Cobbled Coaching: Let's talk about recovery
Everyone knows that recovery is key, and we emphasise this a lot to our athletes, but why? The obvious answer to this is to recover for the next training session but is there more to that?
To understand recovery, we first need to understand how the body adapts to training. The thing that most people don’t understand is that you don’t get fitter from training… you get fitter from the recovery after training.
To progress, we must present a stimulus to the body (the training session) that causes the body to fatigue. Then, we need time to recover so the body can adapt and come back stronger, fitter and therefore concludes in an enhanced performance. Recovery is the most important thing in an athletes preparation and training plan, and it is often overlooked.
DOMS (delayed onset muscle soreness) is commonly experienced following intensive exercise and is a symptom of exercise-induced muscle damage (EIMD). This is reduced muscle strength, reduced range of motion and swelling (Hill et al. 2014). These are all temporary but require a period of recovery to repair. At ‘Cobbled Coaching’ we like to work in 4 to 6-week blocks. We have 2 to 3 weeks of a ‘average’ training week, where we tend to work in 3 – 4-day blocks and then have a recovery day to allow the adaptations to take place. After this we would do a specific overload where the training load/intensity increased to put more strain on the body. Following this week, we would finish with a recovery week and then start the process again.
By working this way, it allows fatigue, recovery, and overall adaptations to be consistently monitored and the prescribed training can then be modified accordingly. We can control the overload and recovery by speaking to our athletes everyday and seeing when pain, tiredness or more stressful days take place as well as looking at the statistics such as power:hr, resting heart rate and other things that can indicate fatigue before the athlete realises it.
Overtraining and burnout can occur when an individual repeatedly trains when the body is fatigued and not recovered so this is something we monitor very closely.
What is the best way to recover? Sports and exercises scientists have now said that is it no longer a matter of just resting and that there are a wide range of strategies to enhance recovery. These include things such as ice baths, cryotherapy, heat, massage, compression, nutrition, hydration, sleep, stretching, electro-muscular stimulation and analgesics (e.g. ibuprofen) and it is personal preference over what you want to use.
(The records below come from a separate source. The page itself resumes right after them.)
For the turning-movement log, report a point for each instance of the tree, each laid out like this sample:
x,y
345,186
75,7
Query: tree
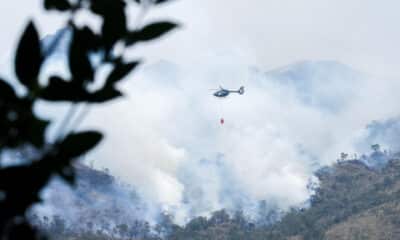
x,y
21,128
376,147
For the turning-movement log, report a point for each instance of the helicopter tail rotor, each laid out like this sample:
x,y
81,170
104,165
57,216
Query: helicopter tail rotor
x,y
241,90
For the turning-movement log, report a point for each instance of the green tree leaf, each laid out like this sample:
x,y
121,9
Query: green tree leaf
x,y
28,58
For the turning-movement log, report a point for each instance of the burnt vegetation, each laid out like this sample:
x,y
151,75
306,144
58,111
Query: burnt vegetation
x,y
22,130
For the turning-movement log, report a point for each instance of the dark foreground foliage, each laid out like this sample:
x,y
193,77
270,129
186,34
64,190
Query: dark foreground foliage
x,y
354,201
21,129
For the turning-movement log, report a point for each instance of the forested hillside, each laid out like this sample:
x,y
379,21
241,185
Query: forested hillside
x,y
354,201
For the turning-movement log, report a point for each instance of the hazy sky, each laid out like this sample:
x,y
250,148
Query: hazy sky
x,y
266,33
170,121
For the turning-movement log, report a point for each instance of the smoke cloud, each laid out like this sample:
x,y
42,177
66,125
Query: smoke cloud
x,y
165,139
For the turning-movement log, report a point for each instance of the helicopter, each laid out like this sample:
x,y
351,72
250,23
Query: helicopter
x,y
222,92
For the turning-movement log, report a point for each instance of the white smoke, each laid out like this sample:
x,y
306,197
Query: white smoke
x,y
165,138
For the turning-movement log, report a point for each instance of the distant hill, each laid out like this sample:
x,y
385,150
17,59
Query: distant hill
x,y
327,85
353,201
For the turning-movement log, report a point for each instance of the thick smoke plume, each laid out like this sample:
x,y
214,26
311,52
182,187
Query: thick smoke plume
x,y
165,138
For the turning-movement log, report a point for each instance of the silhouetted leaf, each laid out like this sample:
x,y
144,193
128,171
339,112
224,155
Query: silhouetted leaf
x,y
150,32
155,2
114,20
36,134
76,144
80,66
61,5
28,58
61,90
6,90
68,174
106,94
120,71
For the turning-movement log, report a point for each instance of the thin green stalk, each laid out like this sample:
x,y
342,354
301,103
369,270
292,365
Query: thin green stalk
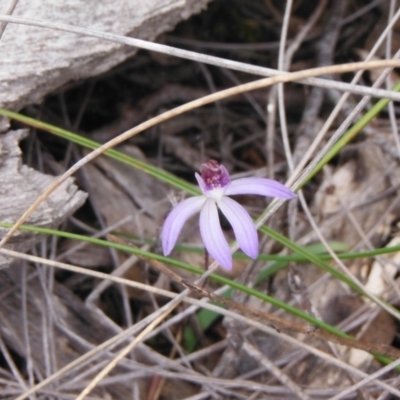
x,y
350,134
217,278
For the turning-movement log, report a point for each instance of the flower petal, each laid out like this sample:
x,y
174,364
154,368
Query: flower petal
x,y
175,220
242,225
261,186
201,182
212,235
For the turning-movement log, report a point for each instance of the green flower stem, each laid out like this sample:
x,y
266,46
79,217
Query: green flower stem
x,y
217,278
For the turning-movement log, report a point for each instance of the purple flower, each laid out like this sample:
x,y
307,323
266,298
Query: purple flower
x,y
216,185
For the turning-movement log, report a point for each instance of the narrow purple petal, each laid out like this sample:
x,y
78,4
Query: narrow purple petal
x,y
201,183
261,186
175,220
242,225
212,235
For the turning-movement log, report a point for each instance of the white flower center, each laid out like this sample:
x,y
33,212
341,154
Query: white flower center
x,y
216,193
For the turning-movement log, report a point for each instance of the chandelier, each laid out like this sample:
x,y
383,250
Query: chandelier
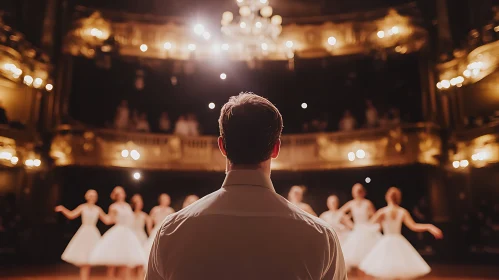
x,y
256,29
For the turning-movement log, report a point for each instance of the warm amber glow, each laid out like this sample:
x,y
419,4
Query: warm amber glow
x,y
134,154
28,80
276,20
38,82
266,11
167,46
360,154
199,29
14,160
244,11
331,41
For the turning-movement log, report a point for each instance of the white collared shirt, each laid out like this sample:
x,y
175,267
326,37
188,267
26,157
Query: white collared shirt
x,y
245,231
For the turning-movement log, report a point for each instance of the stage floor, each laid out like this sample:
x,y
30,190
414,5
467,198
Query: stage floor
x,y
67,272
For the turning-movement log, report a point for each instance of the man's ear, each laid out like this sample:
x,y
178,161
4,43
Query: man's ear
x,y
221,146
276,149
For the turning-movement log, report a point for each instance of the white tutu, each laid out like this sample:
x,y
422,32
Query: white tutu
x,y
119,246
81,245
393,257
141,236
359,243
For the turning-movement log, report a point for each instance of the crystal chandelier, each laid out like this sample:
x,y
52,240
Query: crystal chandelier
x,y
256,30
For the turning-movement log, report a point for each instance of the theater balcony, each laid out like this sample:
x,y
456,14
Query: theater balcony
x,y
409,144
476,147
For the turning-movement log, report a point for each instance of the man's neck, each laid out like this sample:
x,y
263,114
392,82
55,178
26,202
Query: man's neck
x,y
263,167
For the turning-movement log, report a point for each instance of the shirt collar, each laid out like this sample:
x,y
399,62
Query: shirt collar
x,y
248,177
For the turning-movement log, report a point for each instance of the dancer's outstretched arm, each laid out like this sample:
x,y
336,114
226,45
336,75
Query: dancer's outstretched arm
x,y
70,214
409,222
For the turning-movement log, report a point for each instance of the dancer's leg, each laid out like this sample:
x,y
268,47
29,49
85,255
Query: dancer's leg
x,y
85,272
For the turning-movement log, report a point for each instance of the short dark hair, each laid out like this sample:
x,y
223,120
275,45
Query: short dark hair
x,y
250,126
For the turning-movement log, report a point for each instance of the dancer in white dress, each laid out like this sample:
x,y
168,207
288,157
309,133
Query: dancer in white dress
x,y
141,217
119,247
364,235
157,215
83,242
393,257
190,199
336,219
295,196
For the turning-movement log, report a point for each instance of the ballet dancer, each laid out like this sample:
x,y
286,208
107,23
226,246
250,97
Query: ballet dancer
x,y
364,235
157,215
295,196
139,226
190,199
336,219
393,257
83,242
119,247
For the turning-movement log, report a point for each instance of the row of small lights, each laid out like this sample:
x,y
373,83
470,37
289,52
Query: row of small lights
x,y
359,154
30,163
134,154
200,30
479,156
472,71
28,80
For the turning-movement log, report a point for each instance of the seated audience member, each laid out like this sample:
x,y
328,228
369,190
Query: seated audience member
x,y
164,123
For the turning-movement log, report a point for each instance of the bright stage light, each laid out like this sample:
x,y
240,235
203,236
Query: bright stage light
x,y
124,153
331,41
199,29
135,154
360,154
351,156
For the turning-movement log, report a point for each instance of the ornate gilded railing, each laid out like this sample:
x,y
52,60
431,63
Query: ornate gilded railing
x,y
408,144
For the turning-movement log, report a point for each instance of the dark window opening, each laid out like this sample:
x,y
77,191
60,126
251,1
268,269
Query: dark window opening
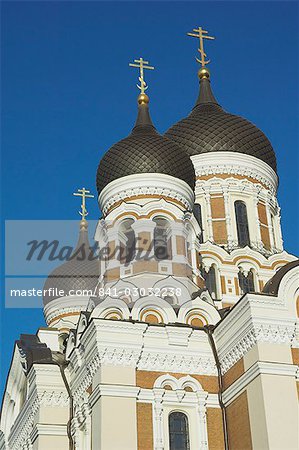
x,y
178,432
129,249
162,242
210,281
246,283
242,223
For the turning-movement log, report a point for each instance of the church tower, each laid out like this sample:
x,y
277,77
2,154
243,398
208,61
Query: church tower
x,y
187,336
235,194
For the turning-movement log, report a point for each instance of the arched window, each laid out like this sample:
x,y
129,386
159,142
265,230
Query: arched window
x,y
178,431
246,283
198,216
210,278
129,248
162,244
242,223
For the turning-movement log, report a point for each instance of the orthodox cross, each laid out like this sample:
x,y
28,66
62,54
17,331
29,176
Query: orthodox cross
x,y
84,193
201,34
141,65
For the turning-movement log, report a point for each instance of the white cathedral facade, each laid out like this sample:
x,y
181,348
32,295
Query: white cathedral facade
x,y
190,340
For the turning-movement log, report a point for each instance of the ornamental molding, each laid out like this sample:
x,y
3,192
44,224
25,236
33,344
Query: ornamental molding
x,y
258,368
237,164
177,363
271,334
23,426
144,185
256,318
104,345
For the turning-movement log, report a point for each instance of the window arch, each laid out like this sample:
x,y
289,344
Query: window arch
x,y
128,249
210,278
162,243
242,223
178,431
198,216
246,282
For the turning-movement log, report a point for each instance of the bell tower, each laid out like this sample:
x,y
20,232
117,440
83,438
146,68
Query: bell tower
x,y
149,235
235,193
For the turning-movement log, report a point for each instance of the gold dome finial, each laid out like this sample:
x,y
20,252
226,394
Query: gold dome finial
x,y
84,193
141,64
201,34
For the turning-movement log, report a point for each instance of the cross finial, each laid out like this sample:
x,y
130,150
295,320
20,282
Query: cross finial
x,y
201,34
84,193
141,65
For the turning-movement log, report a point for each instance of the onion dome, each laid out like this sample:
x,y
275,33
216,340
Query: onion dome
x,y
272,286
209,128
80,273
144,151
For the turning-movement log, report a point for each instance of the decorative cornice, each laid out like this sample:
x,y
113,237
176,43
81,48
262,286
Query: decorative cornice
x,y
258,368
256,318
237,164
146,185
271,334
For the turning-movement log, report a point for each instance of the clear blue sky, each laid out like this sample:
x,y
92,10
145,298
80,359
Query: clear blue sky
x,y
68,94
Active recovery? This is a very 50/50 debate in the sport and exercise science world as well as in the pro peloton. Many claims that a short ride will get increase the blood flow meaning more blood going to the muscles and therefore more recovery. But others would say that getting in kit, on your bike, going to a café, going home, showering, and taking a few hours out of your day to do this is using more energy and restricting recovery. We tend to use 1 full rest day and one active recovery session each week as we support both these theories.
The overall aim is to recover as quick as possible so that you can train harder sooner. Faster recovery means that you can train more often, and training more often would mean that you would make more improvements and therefore an enhanced performance. If you have a double day on your training plan, the most beneficial way of doing this would be to leave as much time as possible in-between each session so that you are fully recovered and getting maximum gains from each workout.
A good friend of mine told me a metaphor that I would like to share with you to finish of this post… Training improvements are like painting a fence (or wall). You paint a layer and then you wait for it to dry and repeat. Although the waiting period can be boring and annoying, it is quite important for the final product.